The Interos operational resilience platform continually maps, monitors, and models an organization’s extended supply chain. When new attacks happen, Interos alerts customers so they can strategize a reaction to the threat. It takes a few seconds to discover where the affected supplier resides within the supply chain and how it connects to the organization. A CISO using Interos can start mitigation efforts almost immediately, which reduces the time before confidently reporting to the C-Suite that they have resolved the problem.

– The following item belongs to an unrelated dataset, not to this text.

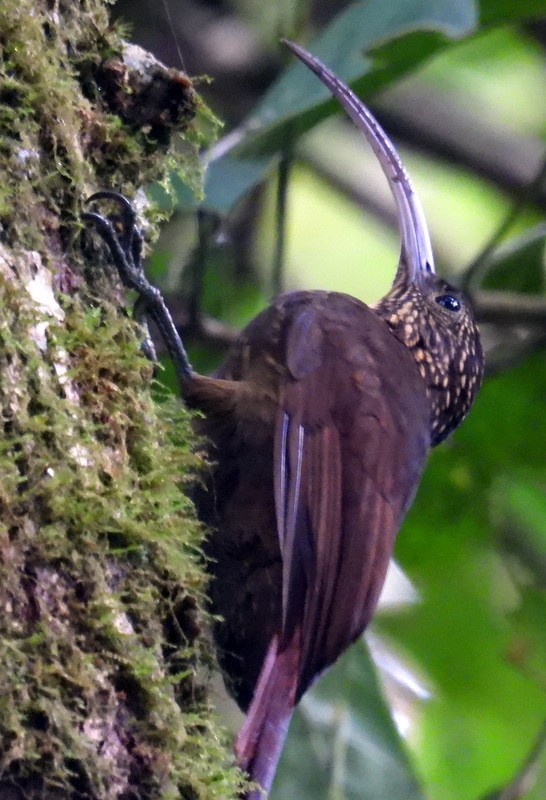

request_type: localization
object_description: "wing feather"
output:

Proactive Assessment – Auditing the supply chain

An unhealthy supply chain can cause tremendous problems for an organization.

The CISO’s role is to protect the organization and they must understand the health and potential risks of their supply chain. Organizations should not trust a supplier with poor cyber hygiene. They should also look to replace any equipment supplier who has gone bankrupt or out of business. Even if the technology works, the manufacturer can no longer provide updates and patches for future cyber vulnerabilities.

Continually assessing and monitoring the extended supply chain can be difficult or impossible without the proper tools. A CISO can lessen the damage or prevent supply chain attacks if they know where to focus their efforts. However, most are blind to potential problem suppliers.

The Interos operational resilience platform continually assesses and monitors the extended supply chain, integrating six risk factors to come up with a comprehensive score. A CISO can use this information to focus on the worst offenders in each category, getting the best result for their efforts. A CISO can also understand if the suppliers are subject to US, UK, or EU sanctions or restrictions, which may cause business problems. With Interos, the CISO can be proactive and improve their supply chain’s health, reducing incidents and supplier churn in the future.

Supplier Onboarding

Vetting of new suppliers for cyber risk is a task often given to CISOs. There is often pressure on the CISO to complete the assessment quickly if the new supplier is deemed acceptable already by management. Since requests to vet a supplier are random, it is impossible to schedule. Knowing that a new supplier is at a high risk for cyber issues is critical to ensuring a company’s data security.

Getting new supplier information is traditionally done by sending them a survey with questions or asking for the results of a recent SOC audit. Often the surveys take a long time to complete and return. While a security operations center audit is preferable in most cases, it can be costly to conduct.

The Interos operational resilience platform uses public and private data sources combined with one of the largest business relationship data lakes to build a viable picture of an organization in a few minutes. The CISO can enter the company name and create a helpful report without sending and waiting for the return of surveys. The Interos analytics engine can provide insight into the supplier in all six risk categories, location, and other relevant data. This approach can enable a CISO to know within a few minutes if the supplier is bankrupt, doing business in concerning areas, or has connections to questionable organizations. The Interos approach is standardized and repeatable without requiring a high level of supply chain expertise from the cyber analyst.